Summary
3D blocking, often called greyboxing, is the practice of building a playable level from simple shapes before making final art. The aim is to answer design questions quickly: can the player move through the space, read the goal, understand scale, use the camera, and interact with the intended objects?
In a student project, a good greybox is more valuable than a beautiful but untested room. It protects the team from spending art time on a layout that does not yet work.
Key ideas
- Playable scale first. Doorways, corridors, platforms, cover and jumps must fit the player controller before art detail matters.
- Route clarity. The player should understand where they can go and what the next goal is.
- Camera checks. A space that looks clear in Scene view can fail in the game camera.
- Collision checks. Floors, walls, stairs and ramps should be tested with the real player object as soon as possible.
- Cheap iteration. Move cubes and ProBuilder shapes while the design is still flexible.
- Intentional labels. Temporary colours can mark safe path, danger, goal, locked door, reward and player start.
In practice
Basic Unity workflow
- Choose a simple scene goal, such as collect three objects and reach an exit.
- Create a floor, walls and main route from cubes or ProBuilder shapes.
- Turn on grid snapping so dimensions stay regular.
- Add a player-sized reference object, such as a capsule.
- Place a camera and test from the game view.
- Add temporary materials for route, danger, reward and blocked paths.
- Add simple colliders and run through the scene in Play mode.
- Move, resize or delete shapes until the space works.
- Only then replace key shapes with imported props or final art.
Unity’s ProBuilder material supports this workflow directly. Unity Learn teaches basic shapes, snapping, pivots, real-size checks and a level-design challenge as early ProBuilder tasks (Unity Technologies, Build Basic Shapes, see source-unity-probuilder-greyboxing). The package documentation also describes the Shape Tool as a way to create new ProBuilder meshes from common primitives such as cubes, cylinders, arches and stairs (Unity Technologies, ProBuilder Shape Tool, see source-unity-probuilder-greyboxing).
What to measure
| Area | Beginner check |
|---|---|
| Door height | player passes through without camera clipping |
| Corridor width | player can turn without snagging |
| Stair height | player controller can climb or step smoothly |
| Platform gap | jump or movement ability matches the intended challenge |
| Cover size | player can understand what blocks sight or bullets |
| Goal visibility | goal appears in the game camera within the intended time |
What to leave rough
Do not model final props, decoration, bevels, decals, complex textures or polished lighting during the first blockout. Use temporary labels and materials instead. The greybox should make the design legible enough to test, not pretty enough to ship.
Evidence
Villar’s 3D pipeline argues that preproduction is the stage where project purpose, design and planning are worked out before production becomes expensive (Villar, Learning Blender, see source-learning-blender).
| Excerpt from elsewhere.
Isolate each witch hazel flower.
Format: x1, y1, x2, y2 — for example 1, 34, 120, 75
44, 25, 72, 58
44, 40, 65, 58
Greyboxing applies that same principle to a playable Unity space.
Unity’s ProBuilder Shape Tool documentation emphasises primitive shape creation, bounding-box sizing, pivot choice and snapping support (Unity Technologies, ProBuilder Shape Tool, see source-unity-probuilder-greyboxing). These are exactly the controls beginners need when learning to build at a deliberate scale.
Implications
- A blockout is a design argument. It says, “this route, scale and interaction will work.”
- Final art should answer the greybox, not fight it.
- Lighting and materials can guide players during greybox tests, but should stay simple enough to change quickly.
- A failed greybox is a useful result because it catches a spatial problem before the asset pipeline becomes expensive.
Practice
Build a one-room greybox:
- Add a start point, goal, raised platform and blocked door.
- Use only cubes, ProBuilder shapes and temporary materials.
- Add one clear route and one optional side route.
- Test in Play mode from the game camera.
- Ask another student to play for one minute without explanation.
- Record three observations: where they looked first, where they hesitated, and where they collided with the space.
Self-test
- What is the main purpose of a greybox?
- Why should greyboxing happen before final art?
- Why is the game camera a better test than Scene view?
- What do grid snapping and dimensions help prevent?
- Which one should be fixed first: a beautiful prop or a doorway the player cannot pass through?
Answers
- The main purpose is to prove scale, movement, route, camera and interaction quickly.
- It is cheaper to move simple shapes than to rebuild final models, textures and lighting.
- The player sees the game camera, so readability must be judged from that view.
- They help prevent inconsistent scale, uneven spacing and accidental layout drift.
- The doorway should be fixed first because playability is blocking the whole space.